Os óculos de ouro, de Giorgio Bassani | resenha

capa de Os óculos de ouro pela edição da editora Todavia

Os eventos de Os óculos de ouro se passam pouco antes da Segunda Guerra Mundial, numa Itália que está se tornando fascista. Publicado em 1958, dá para classificar o livro como um romance histórico. Apesar disso, ele não pretende relatar os fatos do período por ele mesmos, o livro não pretende contar de forma objetiva o que aconteceu na época.

Ao contrário, o objetivo de Giorgio Bassani é expressar como as pessoas viveram esse período. Isso resulta em um romance que retrata a época de uma forma subjetiva. As questões do livro refletem o presente, então: quando o foco é nas emoções e perspectivas dos personagens, o livro não fica datado.

O protagonista do livro é Fadigati, médico que tem a carreira contada de forma linear. Na narrativa, percebe-se que existem burburinhos sobre Fadigati ser judio e homossexual; apesar da discrição do médico todo mundo na cidade aonde o personagem trabalha tem conhecimento desses fatos. Apesar do burburinho, a carreira de Fadigati é consolidada, pelo menos no início do livro.

Isso porque a Itália progressivamente se aproxima da Alemanha hitlerista ao longo da narrativa. Os indivíduos do romance reagem a essa mudança. Em dado momento, Fadigati precisa fugir da Itália.

O narrador, que é um adolescente também judio, é amigo de Fadigati e foge da Itália no mesmo trem. É interessante perceber como as sensações do narrador assumem o centro das atenções do romance a partir desse exílio. Antes disso, a história se concentrava em contar a história de Fadigati.

Para mim, as descrições dessas sensações são o que o livro tem de mais bonito.

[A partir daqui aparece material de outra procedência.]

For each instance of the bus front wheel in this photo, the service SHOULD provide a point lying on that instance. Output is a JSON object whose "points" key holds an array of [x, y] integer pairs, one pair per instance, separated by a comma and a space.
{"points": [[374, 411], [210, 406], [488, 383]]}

O que mais me chamou a atenção é que, depois do exílio, o narrador diz que não aguentava mais ver nenhuma pessoa feliz próxima a ele. Diz que se sente desesperado porque não atura que seu pai sequer sorria depois de ter saído da Itália.

Outra coisa muito destacada do romance é o sentimento de Fadigati após ter saído da Itália. Além da perseguição por ser judeu, Fadigati também sofre por causa de um escândalo que um amante causou. Depois de passar a vida inteira construindo sua reputação como médico, o personagem considera que não tem um pingo de dignidade.

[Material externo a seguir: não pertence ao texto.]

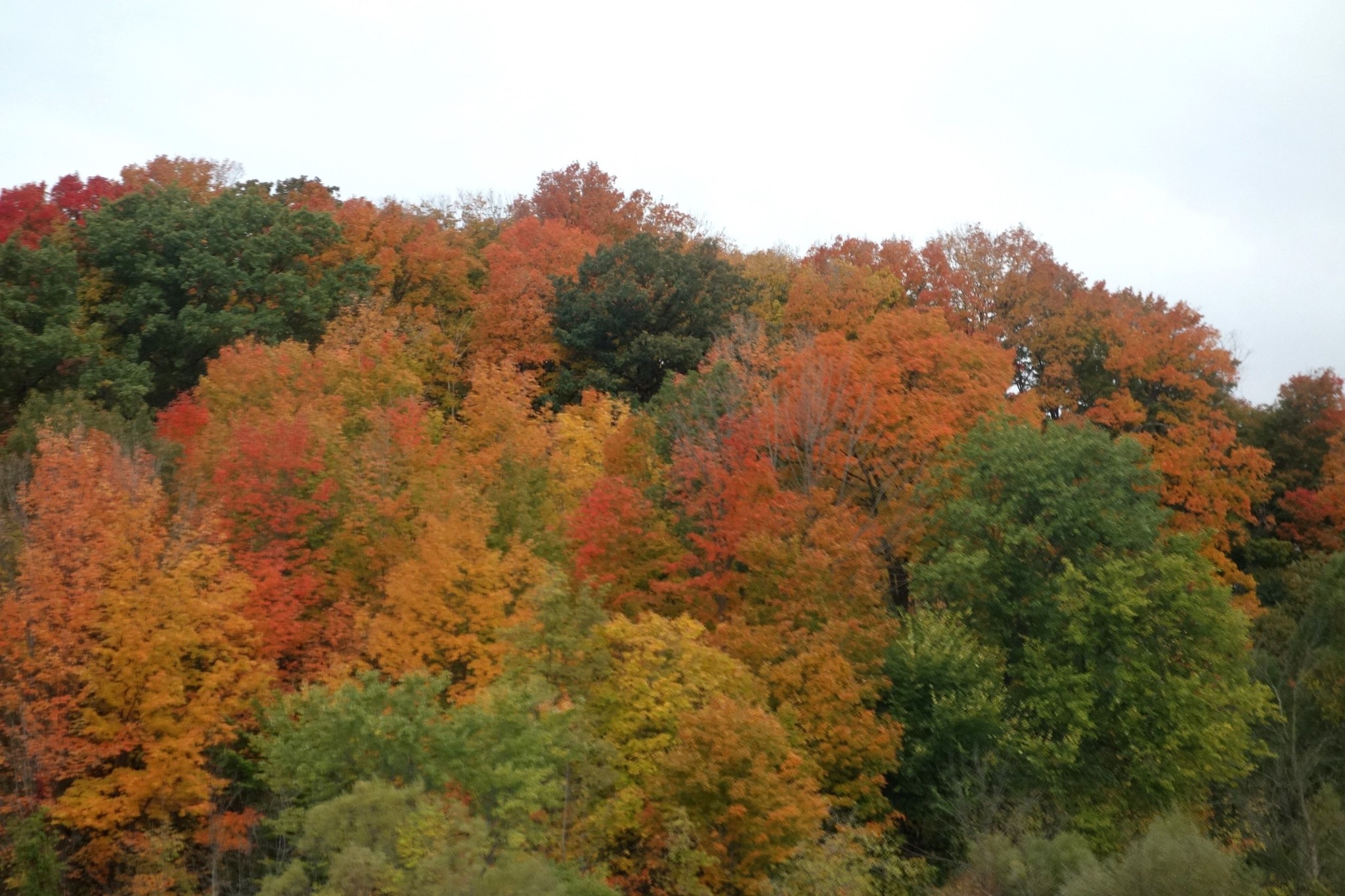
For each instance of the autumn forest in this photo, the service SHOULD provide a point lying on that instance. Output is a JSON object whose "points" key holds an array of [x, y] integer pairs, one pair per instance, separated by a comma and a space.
{"points": [[556, 544]]}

Num diálogo com o narrador, ele afirma que até mesmo se barbear diante do espelho se tornou insuportável para ele. Fadigati diz que não é como se pudesse simplesmente trocar de roupa e esquecer o que aconteceu; que ele sentia que se tratava de algo que estava impregnado na pele dele. Diz que se sente ridículo, grotesco, absurdo.

O trabalho de Bassani em Os óculos de ouro é muito admirável. Retratar os horrores da guerra a partir de uma dimensão subjetiva causa muito mais sensibilização do que os números frios dos regimes nazifascistas do século XX. Os óculos de ouro é um romance que alarga a humanidade de quem lê.